Однажды в “Биг-Боун-Лик” первопроходцы
Нашли скелеты древние слонов,
Шерстистых мамонтов нашли там ребра, бивни.
‹…›
Казалось, кости те – обломки
Крушений страшных из великих снов,
Могильник древний золотых веков…[89]
Как-то раз, навестив Сучи, я решила съездить в этот парк. Конечно, неизведанных земель времен Лонгёя там давно нет, и район постепенно поглощают пригороды Цинциннати. На выезде из города я миновала стандартный набор сетевых магазинов, а затем ряд новых поселков, в которых кое-где еще продолжалось строительство. Через какое-то время я оказалась в царстве лошадей. Сразу за фермой, называвшейся “Дерево шерстистого мамонта”, я свернула ко входу в парк. “Охота запрещена” – гласил первый из установленных там знаков. Другие указывали направление к кемпингу, озеру, магазину сувениров, площадке для мини-гольфа, музею и стаду бизонов.
В XVIII и начале XIX века из болот “Биг-Боун-Лик” вытаскивали тонны ископаемых образцов – бедренные кости мастодонтов, бивни мамонтов, гигантские черепа древних ленивцев. Некоторые были отправлены в Париж и Лондон, другие – в Нью-Йорк и Филадельфию. А часть оказалась утеряна. (Одна большая партия груза исчезла, когда на колониального торговца напали индейцы кикапу, другая затонула в Миссисипи.) Томас Джефферсон с гордостью выставлял кости из “Биг-Боун-Лик” в импровизированном музее, организованном им в Восточном зале Белого дома. Лайель посетил те места во время своей поездки в Америку в 1842 году и купил зубы детеныша мастодонта
158.
К настоящему времени коллекционеры окаменелостей так тщательно подчистили “Биг-Боун-Лик”, что там едва ли остались большие кости. Палеонтологический музей в парке состоит из единственной, почти пустой комнаты. Фреска на одной стене изображает стадо меланхолично выглядящих мамонтов, бредущих по тундре, а у противоположной стены установлены несколько стеклянных стендов с россыпью позвонков гигантского ленивца и обломков бивней. Сувенирный магазин по соседству с музеем почти такого же размера. В нем продаются деревянные пятицентовики, сладости и футболки с надписью “Я не толстый – просто у меня широкая кость”

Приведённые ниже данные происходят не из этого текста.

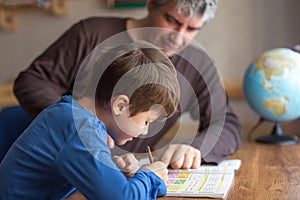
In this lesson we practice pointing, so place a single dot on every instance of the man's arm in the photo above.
(52, 73)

[90]. Во время моего визита за кассой сидела жизнерадостная блондинка. Она сказала мне, что большинство посетителей не понимают “значимости парка” – приезжают лишь ради озера и площадки для мини-гольфа, к сожалению, зимой закрытой. Протягивая мне карту территории, блондинка рекомендовала пойти по какой-то особенной тропе. Я спросила, сможет ли она показать мне окрестности, но она ответила, что слишком занята. Насколько я могла судить, кроме нас с ней в парке никого больше не было.
Я пошла по тропе и сразу же за музеем увидела пластикового мастодонта в натуральную величину. Его голова была опущена, словно он готовился атаковать. Неподалеку находились трехметровый гигантский ленивец, тоже из пластика, угрожающе поднявшийся на задние лапы, и мамонт, похоже, в ужасе тонущий в болоте. Полуразложившиеся пластиковые бизон, гриф и какие-то разбросанные кости довершали жутковатую картину.
Затем я добралась до ручья Биг-Боун-Крик, покрытого льдом, под которым лениво текла вода. Далее тропинка привела меня к деревянным мосткам, выстроенным над болотом. Вода в этом месте не замерзла. Она пахла серой и была покрыта белесой пленкой. На информационной табличке у мостков объяснялось, что в ордовикском периоде в этой местности шумел океан. Именно соляные отложения с древнего морского дна притягивали животных на водопой в “Биг-Боун-Лик”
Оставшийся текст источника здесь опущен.